80.

It had seemed like such a good simple idea, an exercise almost, to write a short story about a girl Jaime had known only slightly, but whose tragedy had terribly upset her. In real life the girl’s name had been Mary Bergendaal. Jaime kept the Mary for the overtone of the virginal, and made her last name Rosendaal. Rose, doll, and Scandinavian. The real Mary had been a French horn player with the Portland Symphony, who’d killed herself at the age of twenty-four. Charlie, coming home one night, had told her about the suicide, because she and Charlie had met the girl one afternoon downtown, with Marty Greenberg. Jaime recalled a soft little blonde girl, hanging onto Marty’s arm and not saying anything, her eyes unfocused.
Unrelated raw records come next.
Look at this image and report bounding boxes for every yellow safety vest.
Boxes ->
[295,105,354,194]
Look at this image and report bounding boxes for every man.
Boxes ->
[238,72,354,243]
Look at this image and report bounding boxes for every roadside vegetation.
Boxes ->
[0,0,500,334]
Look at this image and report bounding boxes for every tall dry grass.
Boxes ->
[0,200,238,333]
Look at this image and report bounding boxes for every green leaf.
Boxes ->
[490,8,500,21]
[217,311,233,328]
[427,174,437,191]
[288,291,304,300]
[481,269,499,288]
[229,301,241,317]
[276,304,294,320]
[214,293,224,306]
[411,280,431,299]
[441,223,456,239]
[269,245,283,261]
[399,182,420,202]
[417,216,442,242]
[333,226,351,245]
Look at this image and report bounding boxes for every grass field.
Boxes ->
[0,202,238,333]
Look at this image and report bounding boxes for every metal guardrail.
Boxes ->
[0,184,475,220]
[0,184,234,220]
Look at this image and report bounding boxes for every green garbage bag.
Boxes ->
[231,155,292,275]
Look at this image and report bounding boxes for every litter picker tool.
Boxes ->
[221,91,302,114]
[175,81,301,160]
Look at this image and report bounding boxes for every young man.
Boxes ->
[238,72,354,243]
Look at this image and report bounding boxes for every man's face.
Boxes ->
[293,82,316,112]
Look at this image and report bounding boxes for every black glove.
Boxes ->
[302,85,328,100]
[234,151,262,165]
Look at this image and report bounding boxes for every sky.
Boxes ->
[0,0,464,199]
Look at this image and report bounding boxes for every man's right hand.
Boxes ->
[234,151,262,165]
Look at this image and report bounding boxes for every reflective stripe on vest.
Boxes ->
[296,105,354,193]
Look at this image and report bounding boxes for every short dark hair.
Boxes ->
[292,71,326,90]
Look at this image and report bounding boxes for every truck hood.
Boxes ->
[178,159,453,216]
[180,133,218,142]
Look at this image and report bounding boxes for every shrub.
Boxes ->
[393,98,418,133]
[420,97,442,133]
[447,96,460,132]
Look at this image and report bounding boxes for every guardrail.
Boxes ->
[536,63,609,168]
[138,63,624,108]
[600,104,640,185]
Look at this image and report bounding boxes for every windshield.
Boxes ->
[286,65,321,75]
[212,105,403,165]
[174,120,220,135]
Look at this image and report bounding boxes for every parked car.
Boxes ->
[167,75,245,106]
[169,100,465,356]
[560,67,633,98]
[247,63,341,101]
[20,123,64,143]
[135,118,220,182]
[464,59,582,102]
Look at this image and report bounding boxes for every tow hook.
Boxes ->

“Is that Marty’s girlfriend?” she asked Charlie afterward. He just laughed. A month later she killed herself, blowing her brains out with a shotgun. Charlie had felt terrible, especially about laughing. “Oh, God, the things we all said about her.”

Jaime had begun her story at second remove, with the main characters reacting to her suicide, then threw away what she’d written and started over with Mary at the center. If she could write about Mary from the inside, maybe Jaime could animate the enormous sympathy she felt for her, and find out by the end of the story why she’d killed herself. Of course the obvious was the obvious. She’d killed herself because she was angry. It was a revenge killing. She was the blow queen, she gave everybody head, now she would show them what it really meant.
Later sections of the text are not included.